RGB is convenient for displays, but other colour spaces are better suited for different tasks.
HSV (Hue, Saturation, Value) separates colour information from brightness. Hue is the pure colour (0-360 degrees around a colour wheel), saturation is how vivid the colour is (0 = grey, 1 = pure colour), and value is brightness. HSV is useful for colour-based segmentation because you can threshold on hue alone, regardless of lighting conditions. Detecting "red objects" is much easier in HSV than in RGB.
YCbCr separates luminance (Y, perceived brightness) from chrominance (Cb, Cr, colour difference signals). This is the colour space used in JPEG compression and video codecs. Human vision is more sensitive to brightness than colour, so chrominance can be stored at lower resolution (chroma subsampling) with little perceptual loss.
LAB (CIELAB) is designed so that numerical distance between two colours corresponds to perceptual difference. Equal steps in LAB space look like equal steps to a human observer. The L channel is lightness, A goes from green to red, and B goes from blue to yellow. LAB is used when you need perceptually uniform colour comparisons.
Image formation describes how a 3D scene becomes a 2D image. The simplest model is the pinhole camera: light from the scene passes through a tiny hole and projects onto a sensor plane behind it. A point \((X, Y, Z)\) in world coordinates projects to pixel coordinates \((u, v)\):

\[ \begin{bmatrix} u \\ v \\ 1 \end{bmatrix} = \frac{1}{Z} \begin{bmatrix} f_x & 0 & c_x \\ 0 & f_y & c_y \\ 0 & 0 & 1 \end{bmatrix} \begin{bmatrix} X \\ Y \\ Z \end{bmatrix} \]

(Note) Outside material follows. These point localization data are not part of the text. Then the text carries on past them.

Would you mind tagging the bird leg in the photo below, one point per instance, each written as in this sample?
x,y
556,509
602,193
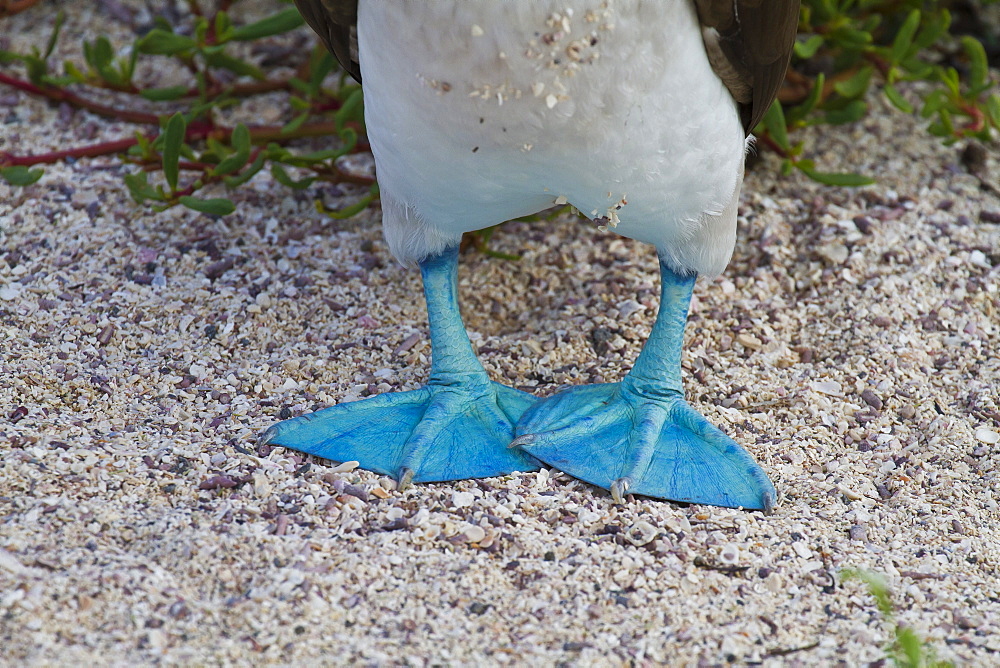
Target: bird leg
x,y
640,435
457,426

The 3x3 matrix is the intrinsic matrix \(K\). It encodes the camera's internal properties: focal lengths \(f_x, f_y\) (how strongly the lens converges light) and the principal point \((c_x, c_y)\) (where the optical axis meets the sensor, usually near the image centre). These are fixed for a given camera and lens combination.

Pinhole camera model: 3D point projects through the optical centre onto the image plane, with focal length and principal point labelled

The extrinsic parameters describe where the camera is in the world: a rotation matrix \(R\) (3x3, from chapter 02) and a translation vector \(t\) (3x1). Together, they transform world coordinates to camera coordinates. The full projection is:

\[\mathbf{p} = K [R \mid t] \mathbf{P}\]

where \(\mathbf{P} = [X, Y, Z, 1]^T\) is the 3D point in homogeneous coordinates and \(\mathbf{p} = [u, v, 1]^T\) is the projected pixel. The \([R \mid t]\) matrix is 3x4, stacking the rotation and translation side by side. This is all linear algebra from chapter 02.
Real lenses introduce distortion.
- Radial distortion bends straight lines into curves (barrel distortion makes the image bulge outward; pincushion distortion squeezes it inward). Tangential distortion arises when the lens is not perfectly parallel to the sensor.
Camera calibration estimates both intrinsic parameters and distortion coefficients from images of a known pattern (like a checkerboard), then corrects (undistorts) images.
Spatial filtering is the foundation of classical image processing. A filter (or kernel) is a small matrix (typically 3x3 or 5x5) that slides over the image. At each position, the filter values are multiplied element-wise with the overlapping image patch and summed to produce one output pixel. This is a 2D convolution, the same operation that powers CNNs (file 02), but here the filter weights are hand-designed rather than learned.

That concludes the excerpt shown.